Snowden e F. Assange e, em oposição, S. Bannon).
Os
Projetos de Emenda Constitucional, as Medidas Provisórias e os Projetos de Lei
provindos do bolsonarismo são, em verdade, elaborados por grandes interesses
empresariais e rentistas sintetizados pela figura taciturna e cínica, em termos
ético/políticos, de Paulo Guedes (por seu turno ligado a think tanks internacionais e nacionais ultraliberais). Nesse
sentido, Bolsonaro e seu entorno tosco, como o próprio, são apenas os
instrumentos bizarros das elites internacionais, notadamente sediadas nos EUA,
mas com grandes conexões nacionais, e profundamente articuladas ao aparelho de
Estado do imperialismo contemporâneo.
Tornar
estruturalmente débil, em vários sentidos, um país importante como o Brasil,
levando ao limite os processos de desnacionalização/desestatização/desconstitucionalização/desindustrialização/financeirização/pauperização
parece ser o objetivo dessas elites predatórias tão bem retratadas por Ladislau
Dowbor em A era do capital improdutivo
(Ed. Outras Palavras, 2017). Pretende-se fazer com que a mão de obra brasileira
seja essencialmente competidora com outros países, como Paquistão, Índia,
Colômbia, México e tantos outros espalhados por quase todos os continentes, em
termos de baixa qualificação, baixos salários e ausência de direitos.
Em
outras palavras, um “mundo uberizado” à grande massa dos pobres, e a vida no
exterior às elites, também enclausuradas em condomínios de altíssimo luxo no
Brasil.

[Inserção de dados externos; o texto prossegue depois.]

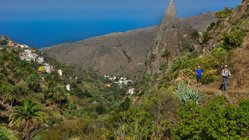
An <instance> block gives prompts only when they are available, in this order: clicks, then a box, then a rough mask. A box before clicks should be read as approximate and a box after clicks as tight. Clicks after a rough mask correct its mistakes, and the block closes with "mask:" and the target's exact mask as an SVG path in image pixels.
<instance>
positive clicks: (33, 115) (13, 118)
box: [9, 100, 45, 140]
mask: <svg viewBox="0 0 249 140" xmlns="http://www.w3.org/2000/svg"><path fill="white" fill-rule="evenodd" d="M44 118H45V115H44V113H43V111H42V110H41V108H40V107H39V106H38V105H37V103H35V102H33V101H31V100H25V101H24V103H23V105H22V106H18V107H16V108H15V110H14V112H13V114H12V115H11V117H10V120H11V122H10V124H9V125H10V126H13V125H20V124H24V129H23V132H24V137H23V139H25V140H30V138H31V137H30V136H31V131H32V128H34V125H35V122H44Z"/></svg>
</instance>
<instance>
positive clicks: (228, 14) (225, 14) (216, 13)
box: [215, 7, 233, 19]
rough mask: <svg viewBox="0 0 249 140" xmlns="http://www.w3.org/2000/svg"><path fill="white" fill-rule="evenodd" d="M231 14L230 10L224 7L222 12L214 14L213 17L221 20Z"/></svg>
mask: <svg viewBox="0 0 249 140" xmlns="http://www.w3.org/2000/svg"><path fill="white" fill-rule="evenodd" d="M232 13H233V11H232V10H231V9H230V8H228V7H226V8H225V9H224V10H222V11H219V12H217V13H215V16H216V17H217V18H220V19H223V18H226V17H228V16H230V15H231V14H232Z"/></svg>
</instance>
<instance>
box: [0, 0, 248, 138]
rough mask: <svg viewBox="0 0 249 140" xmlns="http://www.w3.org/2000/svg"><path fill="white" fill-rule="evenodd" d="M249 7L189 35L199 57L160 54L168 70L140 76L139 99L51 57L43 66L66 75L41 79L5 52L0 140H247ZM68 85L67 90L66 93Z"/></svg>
mask: <svg viewBox="0 0 249 140" xmlns="http://www.w3.org/2000/svg"><path fill="white" fill-rule="evenodd" d="M248 2H249V1H248V0H244V1H243V4H242V5H241V6H239V7H238V8H236V9H234V10H230V9H225V10H224V11H221V12H218V13H217V14H216V15H217V16H218V17H219V21H218V22H217V23H213V24H212V25H210V27H209V28H208V31H207V32H205V33H204V34H203V36H201V35H199V33H193V34H192V37H194V39H195V40H198V39H202V41H195V42H198V45H199V46H201V50H205V51H198V50H191V51H187V50H188V49H184V52H182V55H181V56H180V57H178V58H176V59H174V60H173V61H172V62H168V57H169V54H168V52H166V51H165V52H162V57H164V58H165V59H167V63H168V64H167V67H163V68H162V71H161V73H157V74H155V75H144V77H143V78H142V80H141V81H139V82H137V83H135V84H134V86H135V88H136V90H137V94H135V95H132V96H131V95H130V96H128V95H126V92H125V91H126V89H121V88H119V87H118V86H117V85H113V86H112V87H106V86H105V84H107V83H109V82H110V81H107V80H106V79H104V78H102V77H101V76H100V75H98V74H97V73H95V72H93V71H91V70H90V69H84V70H83V69H80V68H78V67H77V66H66V65H62V64H59V63H57V62H56V61H55V60H53V59H52V58H49V57H46V61H48V62H50V63H51V64H52V65H54V66H56V67H59V68H61V69H63V70H64V73H65V74H64V76H63V77H60V76H59V75H58V74H57V73H56V72H55V73H54V74H47V75H46V76H45V78H44V80H43V79H42V74H41V73H39V72H37V68H38V67H39V64H37V63H33V62H25V61H22V60H20V59H19V57H18V56H17V55H18V53H19V52H18V51H19V50H11V49H9V47H4V49H2V50H1V51H0V63H1V65H0V71H1V75H0V78H1V79H0V80H1V81H0V82H1V85H0V95H1V96H0V99H1V100H0V109H1V112H0V120H1V121H0V124H1V127H0V139H1V138H2V139H21V138H25V139H34V140H62V139H65V140H68V139H79V140H81V139H82V140H103V139H107V140H145V139H153V140H174V139H176V140H188V139H190V140H192V139H195V140H202V139H204V140H210V139H211V140H212V139H213V140H224V139H225V140H226V139H228V140H230V139H241V140H246V139H248V137H249V121H248V120H249V96H248V91H247V87H248V86H249V82H247V81H249V77H248V76H247V75H248V74H249V72H247V70H248V68H249V65H248V64H247V63H248V61H247V60H248V59H247V58H246V57H243V56H248V54H249V51H248V45H249V43H248V39H249V30H248V26H246V25H248V22H247V19H248V17H249V15H248V9H249V7H248ZM238 17H239V18H238ZM192 39H193V38H192ZM191 41H192V40H191ZM213 42H215V44H212V43H213ZM2 44H4V45H6V42H5V43H2ZM210 44H211V45H210ZM223 64H228V65H229V66H230V67H231V68H232V74H233V77H231V79H229V80H231V81H233V83H231V84H230V85H229V86H231V87H232V88H233V89H231V90H230V89H229V90H228V91H227V92H220V91H219V89H218V86H219V84H220V82H219V79H220V78H221V76H220V70H221V68H220V66H221V65H223ZM198 65H200V66H201V67H202V69H203V70H204V77H203V85H202V86H201V87H200V88H197V87H196V82H195V81H196V79H195V69H196V67H197V66H198ZM243 73H245V74H243ZM70 77H71V78H70ZM74 77H78V79H77V80H75V78H74ZM68 83H69V84H71V85H72V90H71V91H67V90H66V89H65V84H68ZM234 83H235V84H234ZM244 89H245V90H246V91H244ZM228 96H229V97H228Z"/></svg>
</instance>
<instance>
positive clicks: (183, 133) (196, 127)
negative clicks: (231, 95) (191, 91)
mask: <svg viewBox="0 0 249 140" xmlns="http://www.w3.org/2000/svg"><path fill="white" fill-rule="evenodd" d="M246 108H247V109H246ZM178 117H179V123H178V125H177V127H176V129H175V131H174V136H175V139H177V140H178V139H207V140H209V139H246V138H247V137H248V135H245V133H246V132H248V117H249V112H248V101H245V102H242V103H241V104H240V106H235V105H230V104H227V103H226V102H225V100H224V97H217V98H216V99H214V100H211V101H210V102H208V104H207V105H205V106H198V105H196V104H193V103H191V102H189V103H187V104H185V105H184V106H182V107H181V108H180V109H179V110H178Z"/></svg>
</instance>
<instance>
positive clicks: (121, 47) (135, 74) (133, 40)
mask: <svg viewBox="0 0 249 140" xmlns="http://www.w3.org/2000/svg"><path fill="white" fill-rule="evenodd" d="M156 31H157V27H151V28H145V29H139V30H135V31H128V32H125V33H113V34H108V35H104V36H100V37H96V38H91V39H87V40H83V41H79V42H75V43H65V44H61V45H57V46H54V47H52V48H47V49H43V50H42V51H43V52H46V53H47V54H48V55H49V56H52V57H54V58H56V59H57V60H59V61H61V62H66V63H73V64H76V65H78V66H81V67H92V68H93V69H94V70H97V71H99V72H100V73H102V74H108V75H132V76H135V75H137V74H139V73H141V70H142V69H143V68H144V60H145V58H144V57H145V55H144V54H146V52H147V51H148V48H149V47H150V46H151V45H152V43H153V38H154V37H155V34H156ZM133 78H134V77H133Z"/></svg>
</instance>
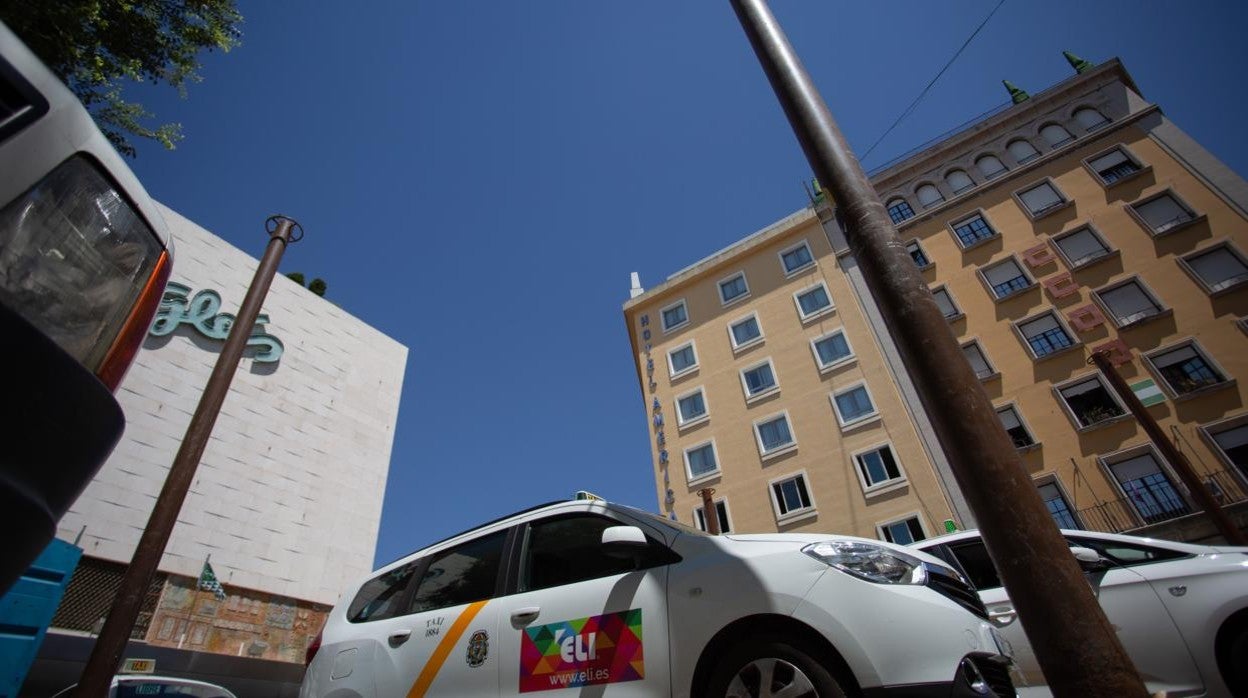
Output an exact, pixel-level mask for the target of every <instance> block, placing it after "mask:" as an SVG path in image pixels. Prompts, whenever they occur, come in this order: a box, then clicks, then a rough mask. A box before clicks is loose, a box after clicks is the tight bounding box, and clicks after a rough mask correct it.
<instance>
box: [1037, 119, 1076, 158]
mask: <svg viewBox="0 0 1248 698" xmlns="http://www.w3.org/2000/svg"><path fill="white" fill-rule="evenodd" d="M1053 126H1057V127H1058V129H1061V130H1062V131H1065V132H1066V137H1065V139H1062V140H1060V141H1057V142H1053V141H1051V140H1048V136H1046V135H1045V130H1046V129H1051V127H1053ZM1036 135H1038V136H1040V139H1041V140H1042V141H1045V145H1047V146H1048V150H1051V151H1052V150H1058V149H1062V147H1066V146H1067V145H1070V144H1072V142H1075V141H1076V140H1078V139H1077V137H1076V136H1075V134H1072V132H1071V130H1070V129H1067V127H1066V125H1063V124H1062V122H1060V121H1046V122H1045V124H1043V125H1041V127H1040V129H1037V130H1036Z"/></svg>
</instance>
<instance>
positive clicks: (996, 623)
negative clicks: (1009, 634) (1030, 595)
mask: <svg viewBox="0 0 1248 698" xmlns="http://www.w3.org/2000/svg"><path fill="white" fill-rule="evenodd" d="M1017 617H1018V612H1017V611H1015V609H1013V608H1012V607H1008V606H1007V607H1005V608H1002V609H1000V611H988V621H992V624H993V626H996V627H998V628H1003V627H1006V626H1008V624H1010V623H1013V619H1015V618H1017Z"/></svg>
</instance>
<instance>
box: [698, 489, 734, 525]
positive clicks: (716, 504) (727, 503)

Do ponto de vista do capital, a destruição do que havia de nacional (infraestrutura
ligada à construção civil e ao petróleo) pela Lava Jato representou o início de
um processo levado adiante por Temer e agora por Bolsonaro.
Tais
processos acima narrados compõem a lógica trágica do capitalismo
neoimperialista contemporâneo (também chamado de “necropolítica”),
completamente desinteressado na democracia política e social, que as vê como
óbices. Os governos petistas, por mais moderados que tenham sido, representaram
óbices ao canibalismo ultraliberal, e por isso foram afastados, tal como, de
forma violenta, Evo Morales na Bolívia.
No
caso brasileiro, nada disso seria possível sem a participação ativa (atuando
e/ou omitindo) das instituições que “roubaram/roubam” o voto dos brasileiros,
notadamente os mais pobres, incutindo-lhes a crença de que o “problema do
Brasil era a corrupção do PT”. É claro que partidos políticos, como o
direitista PSDB, e a grande mídia, contribuíram fortemente para tanto, mas num
cálculo suicida, como se pode observar.
Portanto,
pensar e fazer política no Brasil contemporâneo implica exame profundo do
Estado de Exceção (tal como apontado por G. Agamben), de sua relação
contraditória com o que resta das instituições democráticas, e do papel do
capitalismo internacional no Brasil.
A
tarefa é árdua e exige a capacidade de repensar nossa própria forma de pensar a
política, assim como sua relação com o capitalismo. Sem isso estaremos fadados
a sermos pautados pela direita, tal como vem ocorrendo no Brasil, com
resultados trágicos para o presente e para o futuro da maioria esmagadora dos
brasileiros e do Brasil como Nação!
Por
fim, tal movimento implica compreender a subversão conceitual que tais
processos distópicos representam para, dessa forma e à luz de Maquiavel,
“entender a realidade para mudá-la”.
*Francisco Fonseca é professor de ciência política na FGV/Eaesp e na PUC/SP.